Stephens also said that assessed value may not conform to market value. And she said the two appraisal organizations recommend that the Commission establish a special rule relating to the qualifications of real estate appraisers. “We suggest those performing these appraisals have earned a designation from a nationally recognized professional appraisal association who awards the designation based on demonstrated competency that requires approved classroom training in appraisal practice, experience requirements, and preparation of a demonstration appraisal report or appraisal review report or a comprehensive qualifying examination,” she said in her written testimony.
Stephens appeared at the hearing, held in the Thurgood Marshall Federal Judiciary Building, on behalf of the Appraisal Institute and the American Society of Farm Managers and Rural Appraisers, which together represent more than three-fourths of all professionally designated real property appraisers in the United States.
Section 1079A of the Dodd-Frank Act requires the U.S. Sentencing Commission to review and, if appropriate, to amend the federal sentencing guidelines applicable to mortgage fraud and financial institution fraud offenses and to consider whether the guidelines appropriately account for the potential and actual harm to the public and the financial markets from those offenses.
According to its website, the U.S. Sentencing Commission is an independent agency in the judicial branch of government.
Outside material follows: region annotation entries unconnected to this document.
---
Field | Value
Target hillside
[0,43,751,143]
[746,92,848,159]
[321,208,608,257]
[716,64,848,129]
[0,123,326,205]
The Commission was created by the Sentencing Reform Act provisions of the Comprehensive Crime Control Act of 1984 and is charged with the ongoing responsibilities of evaluating the effects of the sentencing guidelines on the criminal justice system, recommending to Congress appropriate modifications of substantive criminal law and sentencing procedures, and establishing a research and development program on sentencing issues. The seven voting members on the Commission are appointed by the President and confirmed by the Senate, and serve six-year terms.